Vários fatores explicam este descontrolo.​​ Primeiro, as crises sucessivas​​ — como a pandemia de covid-19 e a invasão da Ucrânia pela Rússia — forçaram gastos massivos.​​ 

Segundo, vivemos o que as fontes descrevem como o peso das "sociedades envelhecidas". Com populações a viver mais tempo, os gastos com pensões e cuidados de saúde dispararam, criando uma pressão enorme sobre os orçamentos. O contrato social está sob tensão: uma classe média trabalhadora cada vez menor sente que está a financiar um Estado social generoso para uma geração de reformados cada vez maior.

Muitos políticos tentam acalmar os mercados prometendo que o crescimento económico, impulsionado pela Inteligência Artificial (IA) ou pela imigração, resolverá o problema. Contudo, as fontes alertam que isto pode ser uma ilusão. Embora a imigração ajude o PIB, ela cria pressão sobre as infraestruturas e os serviços públicos. Já a IA, embora possa aumentar a​​ produtividade, também pode elevar as taxas de juro reais devido à necessidade massiva de investimento em centros de dados​​ (maior procura por crédito faz subir as taxas de juro), tornando a dívida ainda mais cara de sustentar.

A história mostra que os países raramente pagam as suas dívidas através de excedentes orçamentais. Quando os governos ficam sem opções e os mercados de obrigações começam a exigir juros insustentáveis,​​ restam apenas saídas dolorosas: impostos muito elevados, incumprimento (default) ou inflação. A inflação é a solução mais provável, pois reduz o valor real da dívida, "limpando" o balanço do Estado à custa das poupanças dos cidadãos.

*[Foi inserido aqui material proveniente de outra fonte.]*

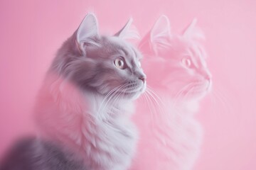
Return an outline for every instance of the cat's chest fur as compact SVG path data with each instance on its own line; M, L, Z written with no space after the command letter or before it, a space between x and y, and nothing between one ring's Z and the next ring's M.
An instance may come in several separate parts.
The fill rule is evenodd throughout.
M81 93L67 81L46 82L36 107L42 134L79 153L89 169L127 169L137 138L126 114L132 103L102 106L102 98Z

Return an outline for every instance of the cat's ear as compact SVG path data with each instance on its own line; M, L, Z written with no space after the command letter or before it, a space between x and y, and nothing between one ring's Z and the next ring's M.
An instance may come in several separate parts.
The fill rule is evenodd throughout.
M82 46L83 44L97 45L95 38L99 37L98 23L93 13L88 13L80 23L76 35L78 42Z
M169 45L171 38L170 22L167 16L159 17L150 31L150 41L157 48Z
M205 36L202 30L196 26L197 19L194 18L192 22L186 28L183 36L191 40L204 40Z
M122 39L139 39L139 33L132 23L133 19L130 18L125 26L114 35Z

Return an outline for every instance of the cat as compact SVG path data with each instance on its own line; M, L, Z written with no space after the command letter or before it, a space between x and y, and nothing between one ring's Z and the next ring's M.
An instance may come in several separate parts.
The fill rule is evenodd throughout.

É consensual que existe um "superciclo da dívida" onde os governos se endividam durante décadas até que uma crise os force a limpar o sistema através de falências ou inflação. Países como o Japão (com uma dívida de 134% do PIB), Itália (127%) e França (108%) estão na linha da frente desta vulnerabilidade. Mas os EUA, a mais forte economia do mundo, também não está livre desse risco, como vamos perceber​​ nos​​ artigos que irei publicar​​ ao longo das próximas semanas.